3Q20 RAIL SHIPPER SURVEY

“Shippers anticipate rail prices to increase by 3.1% over the next 6-12 months, another healthy step up from 2.3% in last quarter’s survey and only 1.9% in 1Q. The 3.1% result is above rail cost inflation, (slightly) above the survey’s the five-year average of 3.0% but still below the survey’s long-term ten-year average of 3.6%.

“Business growth expectations improved 180bps sequentially, the survey’s highest response since 1Q19. The percentage of shippers expecting their employee counts to increase over the next 12 months increased 1,400bps from last quarter’s response, with only 10% of shippers expecting their employee count to decrease. Similarly, 56% of shippers answered that they are more confident in the direction of the economy today than they were three months ago, the survey’s highest response since 3Q18 and above the survey’s 47% average.
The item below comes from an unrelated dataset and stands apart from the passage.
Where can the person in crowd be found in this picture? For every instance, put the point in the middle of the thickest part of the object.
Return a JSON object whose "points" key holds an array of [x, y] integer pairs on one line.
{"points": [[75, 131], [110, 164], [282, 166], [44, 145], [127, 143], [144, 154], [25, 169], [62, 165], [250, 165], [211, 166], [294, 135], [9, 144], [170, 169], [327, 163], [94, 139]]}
“Finally, business levels over the past few months were “positive” for ~60% of respondents, up from only 32% last quarter and in line with the survey’s average. In 3Q, KCS received the highest “positive” rating, followed by BNSF. The average “positive” rating of Class I rail service increased sequentially to 57% from 55% in 2Q, with KCS improving the most and CNI, Ferromex, and UNP receiving worse ratings. The average y/y increase in “positive” ratings in 3Q20 vs. 3Q19 was 440bps, compared to a 700bps decrease n 2Q20. KCS improved the most y/y, followed by CP, BNSF, and Ferromex. CNI declined the most y/y.

“3Q20 ratings for the railroads were 470bps better, on average, then the five-year average rating, with only CNI coming in worse than its five-year average. CSX’s rating was the highest relative to its five-year average, with BNSF and CP also improving by more than 500bps. KCSM again received a better rating than its Mexican peer Ferromex.

“51% of shippers who answered our 3Q survey indicated that their business is back to running at pre-COVID-19 levels, while 49% answered that it isn’t. This answer was surprising and a negative sign regarding the individual businesses of the survey’s diverse shipper base. Among shippers whose businesses are still running below pre-COVID-19 levels, the largest percentage of shippers answered that their businesses are only 6-10% below pre-COVID levels; however, 18% answered that their business is 26%+ below pre-COVID levels.

“We believe that Outperform-rated NSC and UNP, as well as Market Perform-rated CSX, have the best chances to beat Street estimates. Per multiple Wall Street Journal reports over the summer, KSU was approached regarding a buyout by PE. We still favor the stock, with our fundamental thesis regarding PSR and revenue growth from supply chain shifts intact, and now augmented by takeout potential.”